Firstly, it wasn’t necessary because the major European powers had exhausted themselves, soon losing their global empires and handing world leadership to others who, in their turn, faced each other across the now divided continent. The EEC, as the EU began, was on one side of that divide, sheltering under a mainly-American nuclear deterrent, joined later by countries east of the divide only after one of the confronting empires collapsed. Any part the Union played in all this was minor compared with world events.
On the other hand the EEC/EU may have helped coalesce Western Europe, with NATO, as a bulwark against the Soviet empire and that certainly was the hope and the plan of American post-war policy. The European Movement – founded in 1948 and now called the European Movement International (EMI) – was half-funded by the CIA  from funds allocated to the American Committee for a United Europe . Today extremist politics have re-emerged largely due to gross policy mistakes made by the idealists’ successors in their now-ideological pursuit of the original conception of Union. The USA, especially under Trump, has lost patience with its foundling which won’t pay for its own defence, protects itself from US competition and levies enormous fines against successful American companies.
Secondly, the early economic growth is more credibly explained as an inevitable rebound from post-war Continental devastation. A less devastated Britain missed the bounce-back and lost its way while it lost its empire, so it joined the growth-creating illusion of European union just as that was losing its momentum , .
The EU’s leadership seems incapable of recognising, and therefore managing, any transition to a model that looks to the present rather than the past. They are literally fiddling with the facts and the Treaties while Rome burns with rage. No bailouts? Oh! OK then, but this is going to hurt. No borders? Maybe they should have waited to fix the external walls before removing the partitions.

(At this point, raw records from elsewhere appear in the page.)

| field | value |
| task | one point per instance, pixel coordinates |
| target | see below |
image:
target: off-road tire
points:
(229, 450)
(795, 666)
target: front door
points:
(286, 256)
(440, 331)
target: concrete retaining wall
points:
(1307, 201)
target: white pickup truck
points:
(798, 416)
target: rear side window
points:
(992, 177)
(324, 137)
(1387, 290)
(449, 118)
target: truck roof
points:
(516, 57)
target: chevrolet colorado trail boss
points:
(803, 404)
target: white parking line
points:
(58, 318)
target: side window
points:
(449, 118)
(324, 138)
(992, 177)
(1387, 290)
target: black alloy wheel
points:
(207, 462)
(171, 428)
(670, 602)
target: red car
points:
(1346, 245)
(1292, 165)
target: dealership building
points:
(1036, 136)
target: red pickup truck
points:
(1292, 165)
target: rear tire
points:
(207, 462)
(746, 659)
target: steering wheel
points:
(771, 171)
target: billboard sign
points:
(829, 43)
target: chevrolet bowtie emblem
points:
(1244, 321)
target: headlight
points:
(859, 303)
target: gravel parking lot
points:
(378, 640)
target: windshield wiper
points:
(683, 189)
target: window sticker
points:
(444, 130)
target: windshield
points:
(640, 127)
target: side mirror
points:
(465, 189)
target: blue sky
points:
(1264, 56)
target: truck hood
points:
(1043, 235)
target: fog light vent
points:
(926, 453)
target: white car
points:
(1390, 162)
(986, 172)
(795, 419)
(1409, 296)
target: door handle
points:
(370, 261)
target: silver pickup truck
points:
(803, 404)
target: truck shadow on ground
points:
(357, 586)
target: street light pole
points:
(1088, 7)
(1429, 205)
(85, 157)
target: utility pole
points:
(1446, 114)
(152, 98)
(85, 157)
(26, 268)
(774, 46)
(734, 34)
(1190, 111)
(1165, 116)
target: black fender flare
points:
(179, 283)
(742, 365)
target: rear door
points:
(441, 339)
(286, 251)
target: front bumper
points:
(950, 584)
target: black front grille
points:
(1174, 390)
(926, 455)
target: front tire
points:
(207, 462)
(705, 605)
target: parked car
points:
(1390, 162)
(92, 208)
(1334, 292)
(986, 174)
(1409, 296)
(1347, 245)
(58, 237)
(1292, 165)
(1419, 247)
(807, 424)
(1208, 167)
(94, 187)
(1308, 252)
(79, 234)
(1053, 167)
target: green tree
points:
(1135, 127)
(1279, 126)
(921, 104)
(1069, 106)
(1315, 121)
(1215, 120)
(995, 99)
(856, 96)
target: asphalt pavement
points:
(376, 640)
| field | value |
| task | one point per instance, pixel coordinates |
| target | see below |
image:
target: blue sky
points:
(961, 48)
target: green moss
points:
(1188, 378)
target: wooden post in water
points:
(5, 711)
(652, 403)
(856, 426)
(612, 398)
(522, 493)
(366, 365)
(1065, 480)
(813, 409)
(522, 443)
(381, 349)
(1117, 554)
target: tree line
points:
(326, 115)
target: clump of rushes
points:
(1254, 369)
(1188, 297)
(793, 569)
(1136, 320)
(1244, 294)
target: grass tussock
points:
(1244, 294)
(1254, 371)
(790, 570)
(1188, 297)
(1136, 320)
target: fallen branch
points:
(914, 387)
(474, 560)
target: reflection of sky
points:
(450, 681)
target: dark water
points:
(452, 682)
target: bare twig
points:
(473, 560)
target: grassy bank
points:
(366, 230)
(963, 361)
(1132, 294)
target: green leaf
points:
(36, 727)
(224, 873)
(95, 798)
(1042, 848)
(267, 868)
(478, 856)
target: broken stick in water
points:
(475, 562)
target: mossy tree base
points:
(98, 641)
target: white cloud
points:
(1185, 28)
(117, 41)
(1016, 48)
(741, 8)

The imposition of harmony is never going to lead to harmony though it may lead to temporary acquiescence when other factors are going well. If things aren’t going so well scapegoats will be found. Things aren’t going so well in the eurozone at present. The fundamental flaw was to base the whole plan for a peaceful future on what it believed had gone before without allowing for a changing environment. By isolating its institutions from popular opinion the EU has created a spur to populism that may result in collapse rather than peaceful transition.
The EU has obvious and serious faults, so blindingly obvious that many don’t seem to notice them. It faces a possible break up because of a potential eurozone breakdown.  Its calm political waters are being stirred by left- and right-wing extremes . Its borders are challenged. The obvious answer is not ‘More Europe’ but ‘Less Europe’, more of the same will make the problems worse, despite Macron’s beliefs.
The EU wants the UK to fail when it leaves and is keen to help us along with that while some in the UK seem to want to help them, help us to fail. This is because we might demonstrate a better way that others could follow and because they don’t like competition. Instead the EU should demonstrate confidence that it has chosen the right path and be willing to learn from the successes of others. Europe needs a looser structure, more responsive to the differing needs and demands of its different nations. Instead of herding everybody into one pen let them design or choose the one they prefer. The results may not be perfect, some may fail, but this is how we all learn, by trial and error rather than blind adherence to theory or ideology.
A form of European union might be a good thing but not this European Union, that should be blindingly obvious to everyone. This ‘fact’ seems to have escaped the notice of many in the UK (and elsewhere), especially in the ‘deep state’ – those fairly permanently in government, unreached by popular democracy and unaffected by changing administrations. We can see it in Whitehall, ‘the people were wrong but we can prevent their ignorant choice from changing what we know works’.
Yet hardly any of the doom forecasts have happened “already” (other than sterling depreciation, which has had its upsides to balance the negatives). The models and assumptions on which those forecasts were based are still being used to forecast doom. In science when a theory fails they seek a better one, in economics they often prefer moving the goalposts.
Too many ‘experts’, drowning in details, see the risks in everything but not the opportunities; for example, new markets, access to new talent from across the globe, the opportunity to improve on lowest common denominator Commission policy. The EU faces its own massive problems, economic, social and political; what are the risks of staying when it is forced to address these and to change itself? Remaining is not a status quo option.